History.—s. 41, ch. 82-175; s. 42, ch. 84-103; s. 4, ch. 86-151; s. 1476, ch. 97-102; s. 1, ch. 2000-178; s. 18, ch. 2008-238.


If you are attempting to help someone you love by posting bail for him or her, but you will need the services of an experienced bail bondsman, it is understandable that you might be wondering about reliability and qualifications. All bondsmen must be licensed and certified by the State of Florida.

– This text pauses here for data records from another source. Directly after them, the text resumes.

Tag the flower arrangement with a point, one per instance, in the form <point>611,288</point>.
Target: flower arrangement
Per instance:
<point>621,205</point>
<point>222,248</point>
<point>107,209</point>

In order to earn this license, there are many different requirements that must be met.  According to Florida Statute Chapter 648,

  • The bail agent must be of high character and approved integrity.  He or she must never have been convicted of, pleaded guilty or no contest to a felony, a crime involving moral turpitude, or any crime that is punishable by a year or more of imprisonment, in any state, whether or not a judgment or conviction was entered.
  • A bondsman must complete a basic certification course in the criminal justice system with no less than 120 hours of classroom instruction and a final grade of 80% or higher. He or she must also complete a correspondence course for bail bond agents that has been approved by the Department of Justice.
  • Prior to receiving his or her license, a bail agent must file with the Department of Justice three sworn statements from reputable citizens who reside in the counties in which he or she wishes to operate.
  • Each potential bond agent must undergo a rigorous background check by the Department of Justice in order to affirm the applicant’s qualifications, character, experience, background and fitness.
  • It is illegal for a bail bond agent to not charge a premium after execution of a bail bond; however, the premium rate may not exceed or be less than 10% of the bail amount.
  • All licensed bail bond agents must maintain a record of all bail bonds he or she executes or countersigns for at least 3 years following the termination of liability.  These records must be open to assessment by the Department of Justice and ready for examination, inspection, and reproduction at all times.